There’s a certain basic level of disrespect involved in how the Russians treated George Papadopoulos. There’s no doubt that they deliberately compromised him, but the way in which they did it was sloppy. To begin with, Papadopolous was a member of an organization called the London Centre of International Law Practice. It was in this role, that he traveled to Rome in March of 2016 and met with a professor named Joseph Mifsud.
Mifsud’s résumé has now been deleted from the Centre’s website but until very recently he was listed as their director of international strategic development. In an interview with the Italian newspaper La Repubblica last week, Professor Joseph Mifsud explained how he had met Papadopoulos in Rome.
“[Papadopoulous] came here in Italy, in Rome, with other seven experts of international relations working for the London Centre of International Law Practice. We were dining and, if I remember well, he announced that we [sic] would join Trump’s electoral campaign team. After that, we kept in touch via email or when we subsequently met in person.

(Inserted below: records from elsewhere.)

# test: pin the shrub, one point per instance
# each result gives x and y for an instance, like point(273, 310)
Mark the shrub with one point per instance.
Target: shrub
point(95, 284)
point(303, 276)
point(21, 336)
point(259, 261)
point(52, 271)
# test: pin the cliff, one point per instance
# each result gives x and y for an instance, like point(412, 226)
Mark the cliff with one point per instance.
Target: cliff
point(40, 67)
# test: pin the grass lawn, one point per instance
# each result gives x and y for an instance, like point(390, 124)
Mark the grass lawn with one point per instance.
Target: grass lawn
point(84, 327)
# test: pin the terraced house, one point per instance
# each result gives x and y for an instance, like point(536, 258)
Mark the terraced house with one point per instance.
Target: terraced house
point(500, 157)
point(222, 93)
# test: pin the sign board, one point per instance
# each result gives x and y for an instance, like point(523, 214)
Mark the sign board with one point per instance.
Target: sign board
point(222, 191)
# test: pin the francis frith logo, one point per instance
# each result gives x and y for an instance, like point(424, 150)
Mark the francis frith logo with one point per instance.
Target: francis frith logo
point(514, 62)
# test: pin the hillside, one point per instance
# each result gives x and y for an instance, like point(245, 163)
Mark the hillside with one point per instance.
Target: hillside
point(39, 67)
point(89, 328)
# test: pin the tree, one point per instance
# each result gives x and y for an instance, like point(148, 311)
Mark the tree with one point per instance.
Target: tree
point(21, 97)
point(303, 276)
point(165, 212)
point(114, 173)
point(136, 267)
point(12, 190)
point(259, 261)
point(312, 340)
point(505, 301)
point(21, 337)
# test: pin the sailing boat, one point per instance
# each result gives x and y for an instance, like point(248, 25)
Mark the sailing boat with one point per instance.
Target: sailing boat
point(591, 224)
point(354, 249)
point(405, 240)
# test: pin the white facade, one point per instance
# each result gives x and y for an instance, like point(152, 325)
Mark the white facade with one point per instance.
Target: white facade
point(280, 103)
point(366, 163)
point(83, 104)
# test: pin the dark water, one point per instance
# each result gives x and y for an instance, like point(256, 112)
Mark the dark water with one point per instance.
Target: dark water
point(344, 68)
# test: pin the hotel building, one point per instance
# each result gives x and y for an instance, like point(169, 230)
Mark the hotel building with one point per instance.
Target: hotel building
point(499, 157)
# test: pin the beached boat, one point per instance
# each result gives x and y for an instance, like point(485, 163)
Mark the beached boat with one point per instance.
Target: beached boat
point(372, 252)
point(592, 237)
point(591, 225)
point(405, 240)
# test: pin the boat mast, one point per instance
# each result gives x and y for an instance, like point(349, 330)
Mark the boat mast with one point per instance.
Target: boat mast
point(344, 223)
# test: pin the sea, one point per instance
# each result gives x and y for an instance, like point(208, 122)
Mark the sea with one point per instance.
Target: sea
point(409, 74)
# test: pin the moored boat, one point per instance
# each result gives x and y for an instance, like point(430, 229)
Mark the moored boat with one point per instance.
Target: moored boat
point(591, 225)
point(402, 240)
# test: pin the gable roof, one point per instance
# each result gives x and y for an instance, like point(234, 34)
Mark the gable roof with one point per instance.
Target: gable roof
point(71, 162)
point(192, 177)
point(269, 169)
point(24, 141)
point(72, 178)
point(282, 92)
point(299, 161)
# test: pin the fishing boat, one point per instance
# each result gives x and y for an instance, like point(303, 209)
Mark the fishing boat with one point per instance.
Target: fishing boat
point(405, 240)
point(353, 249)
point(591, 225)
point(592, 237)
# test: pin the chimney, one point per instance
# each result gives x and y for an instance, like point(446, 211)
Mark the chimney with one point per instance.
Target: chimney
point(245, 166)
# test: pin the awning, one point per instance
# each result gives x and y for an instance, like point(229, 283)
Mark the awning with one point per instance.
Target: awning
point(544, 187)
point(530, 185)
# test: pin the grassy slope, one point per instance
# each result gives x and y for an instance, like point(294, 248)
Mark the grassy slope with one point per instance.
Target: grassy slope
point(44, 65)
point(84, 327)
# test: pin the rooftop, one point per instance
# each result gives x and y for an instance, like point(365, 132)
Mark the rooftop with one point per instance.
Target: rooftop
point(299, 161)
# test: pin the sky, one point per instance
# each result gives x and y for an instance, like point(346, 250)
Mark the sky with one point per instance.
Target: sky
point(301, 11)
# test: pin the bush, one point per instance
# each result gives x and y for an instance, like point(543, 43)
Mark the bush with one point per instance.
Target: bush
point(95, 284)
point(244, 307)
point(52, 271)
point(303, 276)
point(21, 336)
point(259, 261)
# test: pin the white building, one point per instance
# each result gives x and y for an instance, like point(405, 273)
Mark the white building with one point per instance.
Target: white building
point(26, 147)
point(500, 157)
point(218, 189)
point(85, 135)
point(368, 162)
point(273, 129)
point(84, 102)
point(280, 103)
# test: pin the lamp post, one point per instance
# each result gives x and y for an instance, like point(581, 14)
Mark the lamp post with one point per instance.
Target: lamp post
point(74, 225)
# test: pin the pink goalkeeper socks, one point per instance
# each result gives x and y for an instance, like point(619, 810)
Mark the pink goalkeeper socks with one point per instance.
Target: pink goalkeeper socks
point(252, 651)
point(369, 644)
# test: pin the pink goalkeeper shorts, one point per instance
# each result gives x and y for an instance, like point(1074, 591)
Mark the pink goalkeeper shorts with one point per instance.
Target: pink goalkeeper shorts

Mifsud is a slippery character. For example, he ran an organization called the London Academy of Diplomacy. This academy has vanished.
Today, there is no sign of the London Academy of Diplomacy on Middlesex Street in London. Phone numbers for the organisation that can be found online do not work and websites lead to error messages. A receptionist at the address said the organisation left the premises six months ago.
“Any stuff we get, we just send it back,” she said.
In any case, Prof. Mifsud did indeed keep in touch with Papadopoulos. A couple of weeks later, on March 24th, they met in London where Mifsud introduced a lady calling herself Olga Vinogradova. She represented herself as a blood relation of Russian president Vladimir Putin. In subsequent emails back to the Trump campaign, Papadopoulos referred to her as Putin’s niece.
By all accounts, however, Papadopoulos eventually learned that this was a lie. Ms. Vinogradova was not related to Putin and she was probably using an alias.
It’s important to know when exactly Papadopoulos learned he was being duped, but for now all we know is that he was strung along for a very long time. He kept in touch with “Vinogradova” throughout the spring, but he was passed off before long to another intelligence officer who was ostensibly working for the Russian Ministry of Foreign Affairs. You can read about all this in the Special Counsel’s court filings, so I won’t retell the whole saga here.
What I want to focus on is the decision to misrepresent “Vinogradova” as a relative of Putin. She was, by Prof. Mifsud’s account, a very attractive woman. And he says that Papadopoulos’s initial interest in her was “very different from an academic one” and that he even tried to persuade her to travel to America with him, presumably for amorous reasons.
Using her as bait, they got Papadopoulos to enter into protracted negotiations to set up a summit between Putin and Trump. It’s not clear why the “niece” lie was necessary, and it certainly wasn’t prudent. It was discovered as a ruse by someone, and I can’t imagine it’s too difficult to keep track of Putin’s nieces, presuming he actually has any.
Papadopolous actually pitched his connections to Putin at a meeting with Trump on March 31st, 2016. So, the ruse paid immediate dividends. Why set up Papadopolous to look like a dupe? Why jeopardize an easy connection to the top of the campaign with an operationally insecure and unnecessary lie?
One Papadopoulos email to Trump campaign officials said that the woman had offered “to arrange a meeting between us and the Russian leadership to discuss U.S.-Russia ties under President Trump.”
“I have already alerted my personal links to our conversation and your request,” Vinogradova said in an email to Papadopoulos in April, after Papadopoulos asked for help arranging a trip to Moscow.
“As mentioned we are all very excited by the possibility of a good relationship with Mr. Trump. The Russian Federation would love to welcome him once his candidature would be officially announced,” she added.
Perhaps the games they were playing with Papadopoulos got too real too fast, which may explain why there was a handoff to the officer working with the Ministry of Foreign Affairs. Still, the “niece” gambit didn’t go away. It appears to have been a pretty glaring error in tradecraft.
That it was used at all indicates to me a certain lack of seriousness and professionalism on the Russians’ part. But it also spells out how little regard they had for Trump’s prospects. They were willing to use Trump to move the Republican Party in a more pro-Russian direction, but they were more interested in humiliating and compromising his potential foreign policy team than in establishing long-lasting and trust-based relationships.
Now people will go looking for Olga Vinogradova. I don’t think they will find her. She was a mistake.